Xu Yan-Tian, Liu De-Jie, Meng Fan-Ying, Li Guang-Bing, Liu Jun
Department of Liver Transplantation and Hepatobiliary Surgery, Shandong Provincial Hospital Affiliated to Shandong University, Jinan 250021, China.
Hepatobiliary Pancreat Dis Int. 2014 Jun;13(3):328-31. doi: 10.1016/s1499-3872(14)60256-3.
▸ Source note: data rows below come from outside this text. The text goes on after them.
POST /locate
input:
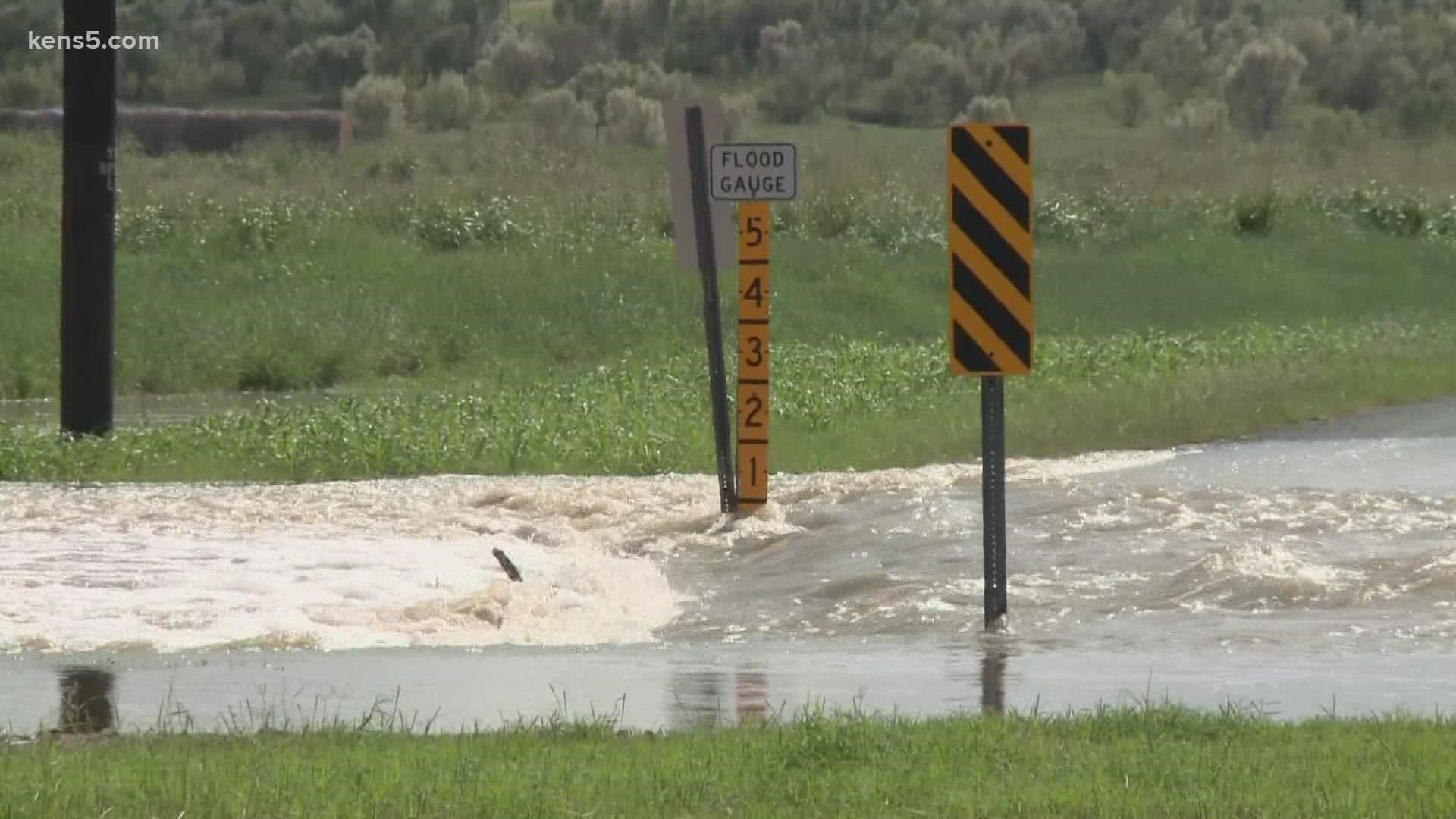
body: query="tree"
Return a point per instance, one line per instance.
(332, 63)
(255, 37)
(1261, 82)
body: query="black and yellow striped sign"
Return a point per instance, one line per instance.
(989, 169)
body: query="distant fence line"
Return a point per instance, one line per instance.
(164, 130)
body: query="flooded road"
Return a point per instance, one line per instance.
(1308, 570)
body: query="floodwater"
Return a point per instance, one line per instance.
(1305, 572)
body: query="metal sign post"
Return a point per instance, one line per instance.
(88, 219)
(702, 231)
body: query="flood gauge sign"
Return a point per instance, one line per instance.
(755, 172)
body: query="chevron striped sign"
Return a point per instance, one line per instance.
(989, 169)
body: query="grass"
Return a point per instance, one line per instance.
(1149, 760)
(520, 305)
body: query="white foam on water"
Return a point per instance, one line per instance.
(408, 561)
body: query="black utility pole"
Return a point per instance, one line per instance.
(88, 218)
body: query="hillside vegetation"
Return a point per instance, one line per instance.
(1345, 71)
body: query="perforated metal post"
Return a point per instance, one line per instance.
(88, 218)
(712, 319)
(993, 497)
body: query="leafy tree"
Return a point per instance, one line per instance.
(1261, 83)
(255, 37)
(332, 63)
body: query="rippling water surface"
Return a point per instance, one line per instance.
(1313, 547)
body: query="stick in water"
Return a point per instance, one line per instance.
(506, 563)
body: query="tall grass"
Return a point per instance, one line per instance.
(1149, 760)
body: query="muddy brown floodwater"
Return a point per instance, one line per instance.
(1308, 570)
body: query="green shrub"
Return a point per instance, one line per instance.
(1254, 213)
(447, 226)
(1261, 83)
(740, 111)
(376, 105)
(516, 61)
(446, 102)
(563, 118)
(987, 110)
(634, 121)
(1197, 123)
(1130, 98)
(1332, 134)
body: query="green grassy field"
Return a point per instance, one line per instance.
(1126, 763)
(522, 306)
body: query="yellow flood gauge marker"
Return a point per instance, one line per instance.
(753, 356)
(753, 174)
(989, 235)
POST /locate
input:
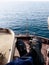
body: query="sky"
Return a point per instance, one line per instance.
(21, 0)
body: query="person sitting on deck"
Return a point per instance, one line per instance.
(34, 57)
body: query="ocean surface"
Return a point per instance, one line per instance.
(24, 17)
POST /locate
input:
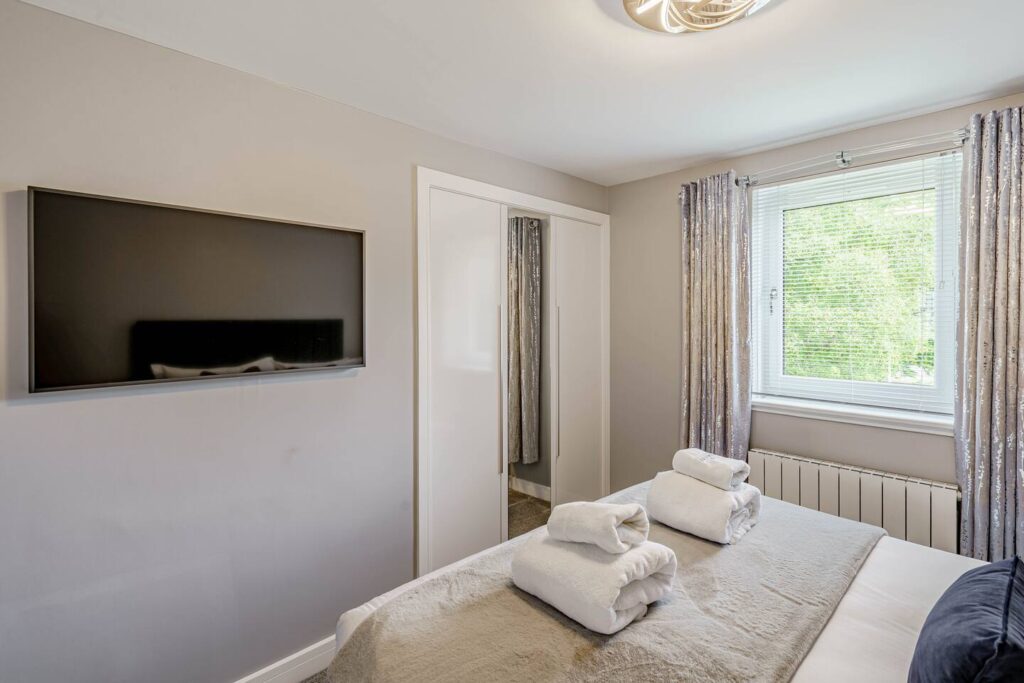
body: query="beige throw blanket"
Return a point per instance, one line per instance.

Liver transplantation for autoimmune hepatitis (AIH) is usually successful with excellent long-term outcomes, but primary disease may recur. The recurrence of AIH is a significant cause of graft loss. This study was to analyze the effect of splenectomy in preventing AIH relapse. The clinical courses of 12 patients who had transplantation for AIH were analyzed retrospectively. All patients were subjected to transplantation for end-stage liver disease caused by chronic AIH. Based on the duration of immunosuppressive treatment before liver transplantation, simultaneous splenectomy was performed in ten patients. Two patients underwent liver transplantation without splenectomy, one of them developed recurrent AIH and died from graft failure caused by AIH relapse. However, no episode of AIH recurrence was observed in patients who had undergone simultaneous splenectomy. Splenectomy might be an option to prevent AIH relapse in some patients with high risk factors.
自身免疫性肝炎(AIH)肝移植通常很成功,长期疗效良好,但原发性疾病可能复发。AIH复发是移植物丢失的重要原因。本研究旨在分析脾切除术在预防AIH复发中的作用。回顾性分析了12例因AIH接受移植患者的临床病程。所有患者均因慢性AIH导致的终末期肝病接受移植。根据肝移植前免疫抑制治疗的持续时间,10例患者同时行脾切除术。2例患者未行脾切除术接受肝移植,其中1例发生AIH复发,死于AIH复发导致的移植物衰竭。然而,同时行脾切除术的患者未观察到AIH复发事件。对于一些具有高风险因素的患者,脾切除术可能是预防AIH复发的一种选择。